Alexander F.C.
- Full name: Alexander Football Club
- Founded: 1880
- Dissolved: 1884
- Ground: Scroggy Park
- Secretary: George Given
- Captain: T. Campbell
| Home colours |

= Alexander F.C. =

Alexander Football Club is a former Irish football club from Limavady, County Londonderry.

==History==

It was founded in 1880 by members of the Alexander Cricket Club, and was the first club to play in the town. Its earliest demonstration of the game to the public was between XIs chosen by the captain and secretary.

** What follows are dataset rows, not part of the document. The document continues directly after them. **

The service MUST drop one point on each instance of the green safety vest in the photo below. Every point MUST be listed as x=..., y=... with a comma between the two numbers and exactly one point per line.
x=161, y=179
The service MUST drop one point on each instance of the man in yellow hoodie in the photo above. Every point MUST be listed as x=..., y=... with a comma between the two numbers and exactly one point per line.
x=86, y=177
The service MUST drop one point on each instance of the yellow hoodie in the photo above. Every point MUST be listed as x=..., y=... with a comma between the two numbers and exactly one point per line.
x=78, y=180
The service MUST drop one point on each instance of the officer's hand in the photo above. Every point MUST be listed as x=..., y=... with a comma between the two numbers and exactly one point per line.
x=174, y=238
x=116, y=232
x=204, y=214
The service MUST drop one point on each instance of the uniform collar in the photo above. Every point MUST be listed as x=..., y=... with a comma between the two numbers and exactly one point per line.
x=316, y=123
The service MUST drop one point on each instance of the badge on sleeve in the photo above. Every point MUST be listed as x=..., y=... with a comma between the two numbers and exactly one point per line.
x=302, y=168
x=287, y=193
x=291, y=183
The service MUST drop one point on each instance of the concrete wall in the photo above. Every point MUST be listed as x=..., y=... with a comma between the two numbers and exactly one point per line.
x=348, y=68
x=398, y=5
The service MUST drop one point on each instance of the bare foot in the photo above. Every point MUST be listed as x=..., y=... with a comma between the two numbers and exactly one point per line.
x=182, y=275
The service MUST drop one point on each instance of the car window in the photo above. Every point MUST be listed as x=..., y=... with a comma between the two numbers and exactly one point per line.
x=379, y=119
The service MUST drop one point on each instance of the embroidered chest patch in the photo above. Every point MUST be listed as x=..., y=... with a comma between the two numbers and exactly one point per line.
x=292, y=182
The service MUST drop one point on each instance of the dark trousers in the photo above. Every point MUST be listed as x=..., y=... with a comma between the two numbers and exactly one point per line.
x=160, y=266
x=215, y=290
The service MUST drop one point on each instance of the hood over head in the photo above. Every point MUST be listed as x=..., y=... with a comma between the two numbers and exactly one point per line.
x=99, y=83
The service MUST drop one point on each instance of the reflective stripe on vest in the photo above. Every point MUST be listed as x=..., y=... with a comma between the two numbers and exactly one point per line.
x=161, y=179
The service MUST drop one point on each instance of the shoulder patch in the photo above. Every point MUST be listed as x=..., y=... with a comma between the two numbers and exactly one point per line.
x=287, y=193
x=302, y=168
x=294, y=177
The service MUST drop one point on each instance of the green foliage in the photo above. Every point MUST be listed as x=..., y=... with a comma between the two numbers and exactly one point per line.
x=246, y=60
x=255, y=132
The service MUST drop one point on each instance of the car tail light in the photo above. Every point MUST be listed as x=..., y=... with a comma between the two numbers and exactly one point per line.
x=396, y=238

It was a founding member of the Irish Football Association, contributing to the purchase of the original Irish Cup. The club played in the early years of the Irish Cup, its best run being to the semi-final in 1882–83, where the club was heavily beaten by Cliftonville. Alexander was not helped by goalkeeper Rankin being injured trying to keep out the first goal after "some of his opponents leaped on him".

After a contentious defeat to Moyola Park in the quarter-final of the 1883–84 Irish Cup, the club withdrew in protest from the association. The withdrawal did not have any long-term effect, as, after the end of the season, Alexander merged with the Limavady Wanderers club to form Limavady F.C.

==Colours==

The club wore blue and white.

==Ground==

The club played at Scroggy Park, later used by the merged club.

==Notable players==

Goalkeeper James Rankin earned an international cap while at the club. Two others - Orr Devine and Tom McLean - did so after the merger with the Wanderers.